# Plunking ???



## yonderfishin (Apr 9, 2006)

Anybody on here ever do any "plunking" in Ohio and care to share any tips for doing this in Ohio's tributaries ? I didnt know what it meant until just now , even though it dont seem as "sporting" or or as pleasurable as the other methods , looks like it could be productive when the water is to high to fish any other way. I have searched it a little on the net , some people use spin n glows , others use some kind of lipped crankbait. This is interesting. I wonder what is the best kind of crankbait to use.


----------



## Salmonid (Apr 14, 2004)

Hmmm. I know Plunking is what the guys do in Michigan for salmon, its also called "Chuck and Duck" , same technique, different name for it. 

Another area that term is used is what the live bait do when fishing trout, they use a big wad of nightcrawlers behind a split shot, that is often called "Plunking" 

It sounds like your referring to another technique though...

Salmonid


----------



## yonderfishin (Apr 9, 2006)

Salmonid said:


> Hmmm. I know Plunking is what the guys do in Michigan for salmon, its also called "Chuck and Duck" , same technique, different name for it.
> 
> Another area that term is used is what the live bait do when fishing trout, they use a big wad of nightcrawlers behind a split shot, that is often called "Plunking"
> 
> ...



The plunking Im referring to is where they apparently use a heavy weight attached to the main line with a slip rig , the main line has a swivel and then a leader with a plug of some type or spin n glow with skein. The weight holds the rig in place but since its on a slip rig its independent of the main line. The rig holds the spinner , crankbait , plug in place as the current provides the action of the lure. Its just a waiting game at that point but if you plunk it in an area you know that they have to pass through to get upstream it will be there spinning or wobbling away when they do. From what I read it can be really effective even during high water periods when you cant fish any other way. But I can only find the most basic information on it , there are even a couple youtube videos on plunking for steelhead but still basic and vague.

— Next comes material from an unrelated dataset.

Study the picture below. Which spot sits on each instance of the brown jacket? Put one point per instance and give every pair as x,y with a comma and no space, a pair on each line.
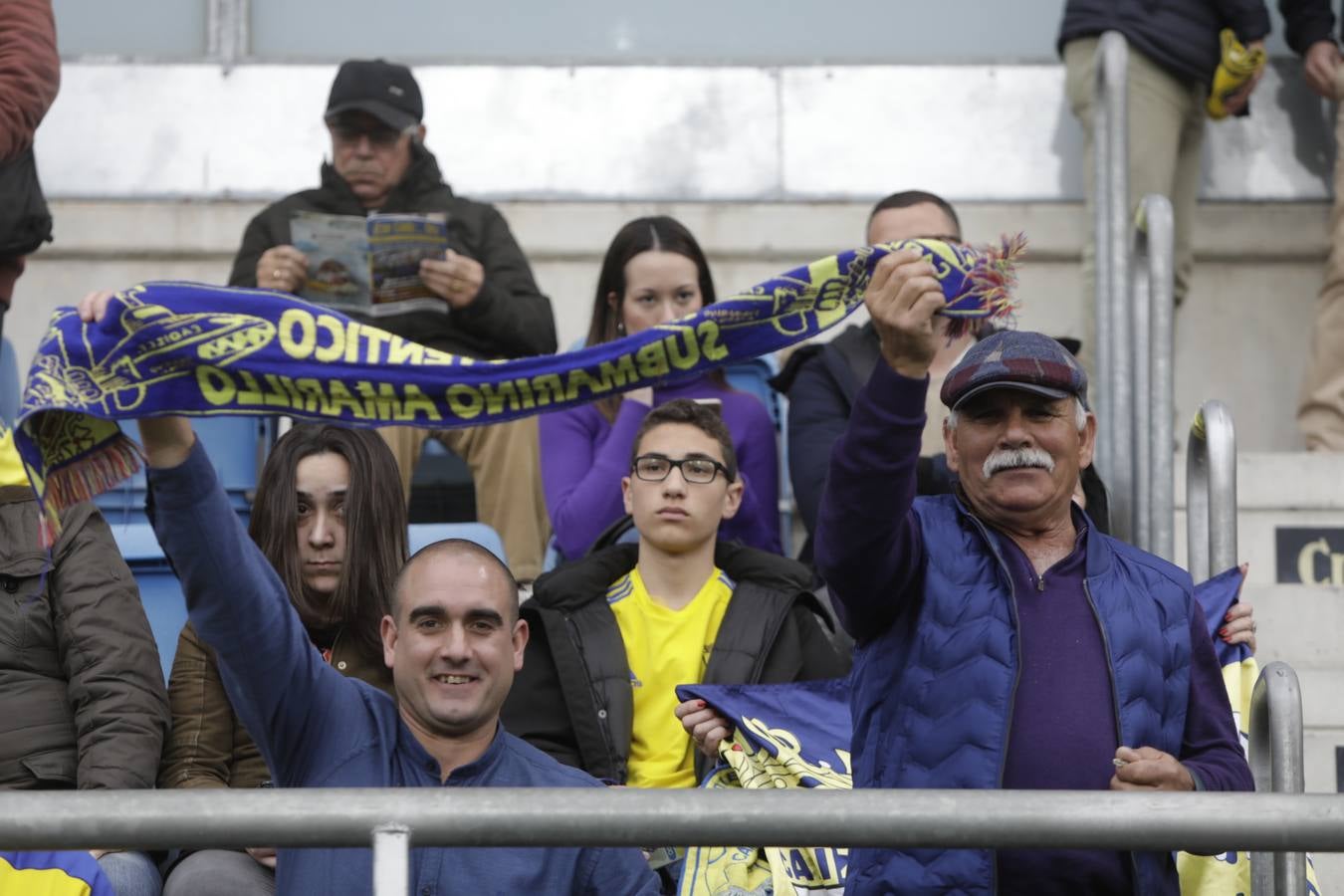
30,72
208,746
83,700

Would like to hear from someone who has used the method a few times , maybe get some pros and cons , tips on which plugs or spin n glos work best , etc.


----------



## Lundfish (Apr 7, 2010)

What are spin n glos?


----------



## yonderfishin (Apr 9, 2006)

Lundfish said:


> What are spin n glos?



These things , I dont have any experience with them but Ive seen them used for both salmon and steelhead in Michigan.


----------



## FISHIN216 (Mar 18, 2009)

Lundfish said:


> What are spin n glos?


I have seen these. My buddy got some micro ones and he put a trout worm behind it. Never caught anything but they look awesome in the water

posted using Outdoor Hub Campfire


----------



## flyphisherman (Jul 7, 2009)

Spin n Glo's, Flashers, and Plunking are all popular on the west coast. I tried plunking on the Columbia for skams. It was an effective technique out there. We hooked a couple fresh steelies using a rig with a 3 way swivel. The line that hung down off the 3 way was tied to a cannon ball sinker. This line was lighter than your main line. The line that ran sideways off the 3 way was a good heavy line that we tied to kwikfish. The basic idea was to anchor the boat then "plunk" some cannon balls to the bottom of the river. Once you get your cannon ball to "anchor up"/hang up you would run a tight line and leave your rod in a holder. You could see the swimming action of the kwikfish in the rod tip. Then it was a waiting game. The line with the cannonball sinker would break away when there was a fish on. The Columbia is a seriously LARGE river. The guys who bank fish for sturgeon literally hitch themselves to their truck so they don't get yanked in. Yeehaw!!!!

http://www.google.com/imgres?imgurl...3Ge66yAGChICwDA&sqi=2&ved=0CC4Q9QEwBA&dur=173


----------